PostgreSQL vs MySQL?

Matthew Hawkins matthew at topic.com.au
Fri Apr 5 16:05:52 EST 2002


On Fri, 05 Apr 2002, Damien Elmes wrote:
> We also see MySQL fall over sometimes for no apparent reason. With its lack of
> real ACID support, I wouldn't want to use it in a place where the data was
> actually important.

I've never had MySQL fall over for no reason, though Postgres does it
repeatedly.  Also, using InnoDB tables available for the past 12 months
(iirc) in MySQL you get certified ACID compliancy.

Also, Postgres appears to have, in my experience and in the experience
of many other people (check that website posted recently with the
Postgres vs MySQL article), problems with corrupting data quite
frequently, forcing rebuilds.  My suspicion is that it has something to
do with the way postgres uses temporary tables and in some circumstances
will just blat out the original DB with the entries in the temporary
table.  It's all documented in the postgres doco, just funnily enough
never marked up in big blinking lights "WILL CAUSE MASSIVE DATA CORRUPTION".

Funny how postgres folks seem to be fond of bashing MySQL for not having
transaction support (even though it does now) and claiming theoretical
corruptions that simply don't happen in practice, while not dealing with
the planks in their own eyes.  Two words - Atomic operations.  It's all
documented in the MySQL doco.  Yes, you can't guarantee consistency over
a bunch of operations simply because each one is atomic.  That's why
MySQL has table locks - again, in the doco.  You get the same outcome as
you get from a transaction, just without all the massive overhead.

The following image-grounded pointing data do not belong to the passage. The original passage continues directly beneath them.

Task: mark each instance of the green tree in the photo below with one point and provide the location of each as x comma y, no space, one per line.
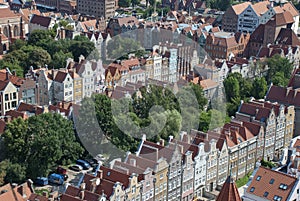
279,64
39,57
232,88
18,44
259,88
38,35
15,173
279,80
59,59
46,140
120,47
124,3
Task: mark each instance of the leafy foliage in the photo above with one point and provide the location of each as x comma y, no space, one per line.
41,49
154,106
280,69
46,140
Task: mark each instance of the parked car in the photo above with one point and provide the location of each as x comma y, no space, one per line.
85,165
41,181
76,168
61,170
56,179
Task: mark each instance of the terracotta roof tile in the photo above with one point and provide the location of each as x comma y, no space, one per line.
262,185
6,13
229,191
239,8
291,8
60,76
25,107
283,95
41,20
115,176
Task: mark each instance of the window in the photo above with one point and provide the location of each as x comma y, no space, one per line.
283,186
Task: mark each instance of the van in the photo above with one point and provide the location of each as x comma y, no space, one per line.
56,179
83,164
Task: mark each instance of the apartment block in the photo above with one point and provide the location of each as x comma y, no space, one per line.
8,97
96,8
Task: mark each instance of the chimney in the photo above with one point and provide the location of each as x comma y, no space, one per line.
82,186
81,194
45,194
162,142
132,162
62,33
7,119
7,75
100,174
22,191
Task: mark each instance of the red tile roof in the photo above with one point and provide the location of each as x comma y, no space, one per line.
229,191
41,20
25,107
15,114
6,13
262,185
17,81
75,192
19,193
287,37
115,176
260,113
60,76
283,95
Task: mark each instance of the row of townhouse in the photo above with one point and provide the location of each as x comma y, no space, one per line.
71,84
166,63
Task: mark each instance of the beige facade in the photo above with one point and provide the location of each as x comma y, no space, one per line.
97,8
8,97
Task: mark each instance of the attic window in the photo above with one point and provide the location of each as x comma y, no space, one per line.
277,198
283,186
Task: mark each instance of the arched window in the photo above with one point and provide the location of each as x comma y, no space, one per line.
5,31
16,31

They're currently working on finer-grained locking (since obviously
table-level can hit performance) and implementing sub-selects.  Read the
mysql doco for a few methods to work around not having sub-selects
already.  They say:

SELECT * FROM table1 WHERE id IN (SELECT id FROM table2);

can be rewritten as:

SELECT table1.* FROM table1,table2 WHERE table1.id=table2.id;

and:

SELECT * FROM table1 WHERE id NOT IN (SELECT id FROM table2);
SELECT * FROM table1 WHERE NOT EXISTS (SELECT id FROM table2 where table1.id=table2.id);

can be rewritten as:

SELECT table1.* FROM table1 LEFT JOIN table2 ON table1.id=table2.id where table2.id IS NULL;

I'm not claiming its possible to rewrite every situation, but it
certainly seems valid to me to avoid using subselects wherever possible.
No-one likes rewriting sloppy code because it means admitting they wrote
sloppy code to begin with.  Get over it.